Dziesięć padłych dzików, zarażonych wirusem afrykańskiego pomoru świń, znaleziono w okolicach Warszawy - dowiedział się reporter RMF FM Krzysztof Zasada. W ubiegłym tygodniu choroba pojawiła się w powiatach legionowskim i zachodniowarszawskim, teraz wykryto ją również na południu stolicy w gminie Konstancin-Jeziorna. Do tej pory problem dotyczył wschodu Polski.

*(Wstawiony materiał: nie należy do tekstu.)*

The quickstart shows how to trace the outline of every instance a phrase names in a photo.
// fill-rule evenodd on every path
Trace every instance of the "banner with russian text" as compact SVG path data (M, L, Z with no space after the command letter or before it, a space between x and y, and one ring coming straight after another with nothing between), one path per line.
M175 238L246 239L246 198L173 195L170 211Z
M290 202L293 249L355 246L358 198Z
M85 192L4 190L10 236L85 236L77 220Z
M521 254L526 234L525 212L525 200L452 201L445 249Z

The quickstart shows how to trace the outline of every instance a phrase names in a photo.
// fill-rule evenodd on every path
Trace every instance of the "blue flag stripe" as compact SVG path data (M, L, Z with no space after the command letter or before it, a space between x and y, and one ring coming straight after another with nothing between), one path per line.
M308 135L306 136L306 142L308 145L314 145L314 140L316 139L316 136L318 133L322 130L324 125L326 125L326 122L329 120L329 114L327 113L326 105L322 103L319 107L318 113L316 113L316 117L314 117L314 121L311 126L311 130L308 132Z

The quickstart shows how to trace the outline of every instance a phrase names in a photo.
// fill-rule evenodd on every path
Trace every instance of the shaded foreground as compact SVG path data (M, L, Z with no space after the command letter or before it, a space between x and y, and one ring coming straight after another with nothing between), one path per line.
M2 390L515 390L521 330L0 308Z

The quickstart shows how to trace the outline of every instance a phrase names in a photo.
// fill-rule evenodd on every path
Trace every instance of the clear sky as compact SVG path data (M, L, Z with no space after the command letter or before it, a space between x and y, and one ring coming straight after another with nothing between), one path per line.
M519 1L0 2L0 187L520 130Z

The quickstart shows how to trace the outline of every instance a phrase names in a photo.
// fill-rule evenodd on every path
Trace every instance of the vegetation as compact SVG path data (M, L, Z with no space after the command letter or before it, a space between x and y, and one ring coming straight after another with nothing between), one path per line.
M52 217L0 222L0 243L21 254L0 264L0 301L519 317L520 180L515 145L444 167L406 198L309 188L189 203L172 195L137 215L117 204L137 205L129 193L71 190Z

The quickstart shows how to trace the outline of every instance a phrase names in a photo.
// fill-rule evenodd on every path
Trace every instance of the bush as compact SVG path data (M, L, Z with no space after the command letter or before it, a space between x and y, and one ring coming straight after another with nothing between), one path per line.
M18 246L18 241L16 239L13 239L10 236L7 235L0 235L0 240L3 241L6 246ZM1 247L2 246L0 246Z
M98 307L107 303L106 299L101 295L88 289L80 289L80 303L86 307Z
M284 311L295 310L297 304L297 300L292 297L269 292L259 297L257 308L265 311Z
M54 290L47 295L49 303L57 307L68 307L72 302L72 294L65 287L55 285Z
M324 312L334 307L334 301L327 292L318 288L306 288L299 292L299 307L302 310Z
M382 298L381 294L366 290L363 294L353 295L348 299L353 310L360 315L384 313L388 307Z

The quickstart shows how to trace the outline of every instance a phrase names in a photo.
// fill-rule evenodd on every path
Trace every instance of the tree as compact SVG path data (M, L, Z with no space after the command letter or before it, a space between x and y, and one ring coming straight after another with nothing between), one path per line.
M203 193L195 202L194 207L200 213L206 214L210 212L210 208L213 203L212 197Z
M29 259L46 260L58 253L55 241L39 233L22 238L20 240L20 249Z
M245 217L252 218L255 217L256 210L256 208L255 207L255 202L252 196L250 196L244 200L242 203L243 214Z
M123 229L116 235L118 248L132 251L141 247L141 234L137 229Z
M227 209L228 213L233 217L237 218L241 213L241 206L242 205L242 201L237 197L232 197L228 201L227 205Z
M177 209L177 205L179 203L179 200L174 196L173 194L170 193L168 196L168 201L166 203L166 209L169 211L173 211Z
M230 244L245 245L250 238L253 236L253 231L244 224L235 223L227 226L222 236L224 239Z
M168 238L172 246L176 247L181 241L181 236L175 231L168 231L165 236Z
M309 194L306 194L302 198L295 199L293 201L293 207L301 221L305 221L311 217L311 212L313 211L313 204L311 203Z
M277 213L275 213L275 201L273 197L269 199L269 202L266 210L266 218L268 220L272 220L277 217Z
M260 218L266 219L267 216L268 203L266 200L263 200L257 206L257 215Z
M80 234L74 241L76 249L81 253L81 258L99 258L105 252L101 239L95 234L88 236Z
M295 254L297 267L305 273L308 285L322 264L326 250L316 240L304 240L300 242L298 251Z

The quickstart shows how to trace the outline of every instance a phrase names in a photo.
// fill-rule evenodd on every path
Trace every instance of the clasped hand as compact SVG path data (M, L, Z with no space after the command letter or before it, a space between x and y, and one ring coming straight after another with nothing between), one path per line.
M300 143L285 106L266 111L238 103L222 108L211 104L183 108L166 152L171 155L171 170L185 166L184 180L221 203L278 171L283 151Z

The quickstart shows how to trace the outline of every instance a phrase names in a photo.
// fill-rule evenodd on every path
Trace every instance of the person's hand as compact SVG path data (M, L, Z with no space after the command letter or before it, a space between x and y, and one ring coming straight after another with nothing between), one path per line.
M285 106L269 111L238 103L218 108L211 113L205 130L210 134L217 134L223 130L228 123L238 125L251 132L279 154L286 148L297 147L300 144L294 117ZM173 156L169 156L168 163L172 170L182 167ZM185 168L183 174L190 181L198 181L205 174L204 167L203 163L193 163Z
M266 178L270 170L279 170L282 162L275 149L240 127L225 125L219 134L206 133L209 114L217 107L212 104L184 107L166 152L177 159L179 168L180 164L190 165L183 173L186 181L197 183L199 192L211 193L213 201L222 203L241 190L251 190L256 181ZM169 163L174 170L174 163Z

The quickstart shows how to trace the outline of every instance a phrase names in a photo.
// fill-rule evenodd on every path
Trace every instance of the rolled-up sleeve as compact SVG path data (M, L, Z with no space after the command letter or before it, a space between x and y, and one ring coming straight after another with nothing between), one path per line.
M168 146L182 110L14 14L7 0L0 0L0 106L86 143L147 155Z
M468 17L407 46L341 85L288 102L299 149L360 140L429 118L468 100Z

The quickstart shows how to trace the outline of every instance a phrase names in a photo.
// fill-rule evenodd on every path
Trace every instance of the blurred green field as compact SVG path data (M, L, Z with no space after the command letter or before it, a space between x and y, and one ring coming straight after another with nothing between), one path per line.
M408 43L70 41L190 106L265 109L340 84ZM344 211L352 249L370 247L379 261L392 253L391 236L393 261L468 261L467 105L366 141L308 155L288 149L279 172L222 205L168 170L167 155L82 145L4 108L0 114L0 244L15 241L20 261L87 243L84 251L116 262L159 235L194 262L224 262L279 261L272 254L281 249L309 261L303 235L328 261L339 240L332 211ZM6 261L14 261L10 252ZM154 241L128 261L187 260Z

Jak donosi nasz reporter, zarządzono już wyznaczenie specjalnych stref, w których hodowców obejmą ostre ograniczenia. Muszą teraz m.in. zamontować maty dezynfekcyjne w gospodarstwach czy zmieniać odzież i obuwie, gdy wchodzą do chlewni.

W tych strefach każdy upolowany dzik będzie musiał być badany na obecność ASF.

Chore zwierzęta odnaleziono w gminach: Leszno, Wieliszew oraz graniczących ze stolicą gminach Jabłonna i Konstancin-Jeziorna.

W okolicach Warszawy zakażone dziki pojawiły się w zeszłym tygodniu. Cztery przypadki wygryto w gminach Nieporęt, Jabłonna i Izabelin.